As notícias que têm saído do governo liderado por Luís Montenegro são um bom exemplo de como a realidade política pode ser moldada pela narrativa mediática, frequentemente em prejuízo dos factos.
O governo criou o Instituto de Educação, Qualidade e Avaliação, uma nova estrutura que integra a Direção-Geral da Educação, o Plano Nacional de Leitura, a Rede de Bibliotecas Escolares e o Instituto de Avaliação Educativa. Integração! Não extinção. Reorganização, não eliminação.
Esta medida faz parte da reforma do Ministério da Educação, que reduziu de 18 para 7 entidades, otimizando recursos. Ou seja, a diferença é puramente estrutural: em vez de várias entidades dispersas por diferentes organismos, passamos a ter uma organização mais coesa e focada na qualidade dos serviços prestados.
Mas a nossa imprensa, sempre zelosa em informar decidiu que “integrar” era sinónimo de “extinguir”. É como dizer que quando juntamos o açúcar ao café estamos a extinguir o açúcar.
Ou já não se tem tempo para ler os diplomas legais, ou a tentação de criar títulos bombásticos é tanta que se sacrifica o essencial. Percebe-se: é muito mais divertido escrever que Montenegro “acabou com o Plano Nacional de Leitura” porque
Governo reorganiza estruturas educativas para maior eficiência" não vende. E assim, através de uma alquimia mediática, uma medida administrativa transforma-se num ataque à educação e à cultura.
Ora, quando uma reorganização é apresentada como eliminação, estamos perante um problema grave do nosso ecossistema informativo. Este caso não é apenas sobre políticas públicas. É sobre a qualidade da nossa informação em democracia. Quando os factos são consistentemente distorcidos, como podem os cidadãos formar opiniões informadas?
O escrutínio democrático é essencial. Mas esse escrutínio deve basear-se em factos, e não em narrativas construídas. Quando uma simples leitura dos diplomas legislativos revela que as funções do Plano Nacional de Leitura e das Bibliotecas Escolares foram preservadas e integradas numa estrutura mais ampla, a insistência na narrativa da "extinção" é incompreensível.

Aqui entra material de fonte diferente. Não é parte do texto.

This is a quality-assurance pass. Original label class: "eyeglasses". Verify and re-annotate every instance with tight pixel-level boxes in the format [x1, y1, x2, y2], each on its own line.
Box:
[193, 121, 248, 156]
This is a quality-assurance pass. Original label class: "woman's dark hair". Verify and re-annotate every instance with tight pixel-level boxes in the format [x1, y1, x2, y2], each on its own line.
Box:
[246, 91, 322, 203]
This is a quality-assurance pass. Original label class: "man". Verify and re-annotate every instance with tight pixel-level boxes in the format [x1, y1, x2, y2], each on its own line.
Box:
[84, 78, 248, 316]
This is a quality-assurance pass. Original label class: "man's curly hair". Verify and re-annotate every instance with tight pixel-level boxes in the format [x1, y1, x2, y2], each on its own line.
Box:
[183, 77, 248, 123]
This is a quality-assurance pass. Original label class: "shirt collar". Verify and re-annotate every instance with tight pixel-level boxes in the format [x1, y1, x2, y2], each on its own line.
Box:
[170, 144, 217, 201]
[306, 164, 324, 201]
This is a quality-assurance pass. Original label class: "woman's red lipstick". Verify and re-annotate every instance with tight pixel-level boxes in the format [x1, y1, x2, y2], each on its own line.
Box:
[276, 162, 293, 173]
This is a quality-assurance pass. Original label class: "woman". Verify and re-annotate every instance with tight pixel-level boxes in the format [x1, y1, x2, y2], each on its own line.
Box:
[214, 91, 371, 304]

Títulos sensacionalistas geram mais cliques que explicações técnicas sobre reformas administrativas, já o sabemos. Mas este caso revela um problema mais vasto: a tendência para dramatizar medidas administrativas normais. Qualquer governo, de qualquer cor política, precisa de reorganizar estruturas, eliminar redundâncias, optimizar recursos. Quando estas ações são sistematicamente interpretadas como ataques destrutivos capazes de nos trazer o fascismo de volta a cada esquina, inviabilizamos a governação.
É como se eu dissesse que "integrei a minha carteira na minha mala" e alguém concluísse que eu "destruí a carteira”! Mas pronto, quando se tem espaço para preencher e clicks para gerar, a precisão factual é um luxo.
Uma democracia saudável exige que os factos sejam tratados como factos, independentemente das narrativas políticas que se constroem. Quando se perde esta distinção, perdemos a capacidade para o debate racional. E sem debate racional, a democracia reduz-se a um espetáculo de posições irreconciliáveis baseadas em premissas falsas.
O Plano Nacional de Leitura e a Rede Nacional de Bibliotecas não foram extintos. É um facto verificável, não é uma opinião.